Como no me dijiste nada, me levanté del suelo y me senté en el banco, contigo. Tenías las manos juntas, sobre el regazo, y la brisa de mayo jugaba con tus cabellos dorados. Al mirarte de nuevo, vi tu rostro de perfil, y me fijé en tu boca entreabierta y en tus labios carnosos. El viento, la brisa, despeinó tus cabellos, y entonces moviste el brazo para apartar el pelo de la cara y luego posaste la mano en el banco, cerca de mí, como para que yo pudiera tocarla con la mía. Me puse algo nervioso cuando también posé mi mano en el banco y la fui acercando a la tuya hasta que el dedo meñique de mi mano derecha, muy despacio, rozó el meñique, tan pequeño, de tu mano izquierda. Y te sentí, Laura, sentí la piel de tu dedo en la del mío. Y me quedé así, sintiéndote,  mucho rato, yo también en silencio, como tú. Pero el tiempo no se detuvo, no se detiene jamás, y la brisa te despeinó nuevamente y tú retiraste la mano, la separaste de la mía, para apartar el pelo de la cara, del rostro más bonito que yo había visto nunca.

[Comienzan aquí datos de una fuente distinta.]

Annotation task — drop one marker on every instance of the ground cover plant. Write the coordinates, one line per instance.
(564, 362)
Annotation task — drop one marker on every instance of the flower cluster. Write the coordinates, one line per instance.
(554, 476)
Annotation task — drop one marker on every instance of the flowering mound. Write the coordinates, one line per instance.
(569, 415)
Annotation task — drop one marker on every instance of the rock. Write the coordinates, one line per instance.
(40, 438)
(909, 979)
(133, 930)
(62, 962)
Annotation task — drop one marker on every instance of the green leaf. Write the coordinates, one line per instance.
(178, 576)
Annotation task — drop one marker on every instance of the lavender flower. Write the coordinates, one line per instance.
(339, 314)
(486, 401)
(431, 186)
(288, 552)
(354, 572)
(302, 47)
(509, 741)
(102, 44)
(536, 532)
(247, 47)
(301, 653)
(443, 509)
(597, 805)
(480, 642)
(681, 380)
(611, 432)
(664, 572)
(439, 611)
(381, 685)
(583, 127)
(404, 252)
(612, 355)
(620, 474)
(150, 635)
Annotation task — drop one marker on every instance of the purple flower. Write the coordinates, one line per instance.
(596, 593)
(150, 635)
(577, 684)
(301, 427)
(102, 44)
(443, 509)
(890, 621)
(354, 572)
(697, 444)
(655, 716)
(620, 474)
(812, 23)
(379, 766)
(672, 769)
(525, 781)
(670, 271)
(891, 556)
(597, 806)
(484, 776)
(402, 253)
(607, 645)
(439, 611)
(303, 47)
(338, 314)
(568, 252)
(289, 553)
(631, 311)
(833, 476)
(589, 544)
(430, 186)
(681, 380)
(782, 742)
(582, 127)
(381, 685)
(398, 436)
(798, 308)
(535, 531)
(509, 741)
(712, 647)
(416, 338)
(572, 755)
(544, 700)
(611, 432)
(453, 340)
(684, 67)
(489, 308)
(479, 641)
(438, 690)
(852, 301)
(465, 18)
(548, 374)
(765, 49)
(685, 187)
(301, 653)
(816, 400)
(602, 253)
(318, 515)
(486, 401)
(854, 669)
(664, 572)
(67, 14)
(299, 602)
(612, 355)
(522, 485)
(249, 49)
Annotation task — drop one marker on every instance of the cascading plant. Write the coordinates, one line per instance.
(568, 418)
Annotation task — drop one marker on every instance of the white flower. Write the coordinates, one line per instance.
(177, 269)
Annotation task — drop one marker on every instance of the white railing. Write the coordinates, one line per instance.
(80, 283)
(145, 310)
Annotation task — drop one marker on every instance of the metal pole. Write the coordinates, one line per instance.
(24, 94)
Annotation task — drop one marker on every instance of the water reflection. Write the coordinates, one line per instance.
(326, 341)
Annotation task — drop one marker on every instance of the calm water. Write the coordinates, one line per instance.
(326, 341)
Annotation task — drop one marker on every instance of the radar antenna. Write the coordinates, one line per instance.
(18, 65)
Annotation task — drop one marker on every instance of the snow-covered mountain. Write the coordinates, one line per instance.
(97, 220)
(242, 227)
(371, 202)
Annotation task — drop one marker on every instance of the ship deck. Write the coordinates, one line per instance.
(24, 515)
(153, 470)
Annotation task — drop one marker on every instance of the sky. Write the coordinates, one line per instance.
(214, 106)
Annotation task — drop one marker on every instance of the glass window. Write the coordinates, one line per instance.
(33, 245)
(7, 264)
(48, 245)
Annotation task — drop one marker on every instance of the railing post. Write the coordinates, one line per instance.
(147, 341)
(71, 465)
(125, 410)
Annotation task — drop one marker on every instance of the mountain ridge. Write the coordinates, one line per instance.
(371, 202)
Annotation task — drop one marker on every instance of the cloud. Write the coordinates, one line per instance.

—¿A que no sabes qué tengo en esta mano? —te pregunté cuando pude hablar, y te mostré mi puño—. Sé lo que vas a decir, lo que estás pensando aunque no me lo digas. Crees que tengo una castaña, ¿a que sí? Pues no, no es una castaña. Mira —abrí mi puño izquierdo—: tengo una piedra. Es una piedra de la fuente. La cogí antes, cuando te vi aquí.

Tú miraste a lo lejos, y de pronto comenzaste a susurrar tu nana. Algo cantabas, algo susurrabas, sobre un niño; en tu nana pedías a ese niño que se durmiera ya. Y era tan dulce tu voz que cerré los ojos para sentir toda su dulzura. Con los ojos cerrados, pensé en mi madre, y recordé que ella me susurraba algo al oído y que sus palabras me tranquilizaban al instante. A lo mejor, no me acuerdo, también ella me cantaba una nana, la misma que tú estabas cantando. Abrí los ojos cuando dejaste de cantar y vi a Isabel la Católica muy cerca de nosotros, demasiado cerca. Se acercaba con el ceño contraído, con el gesto tan severo como el que pone doña Inés cuando alguno de nosotros hace algo malo. Al verla tan cerca, y tan seria, empecé a rezar en voz muy alta para que me oyese.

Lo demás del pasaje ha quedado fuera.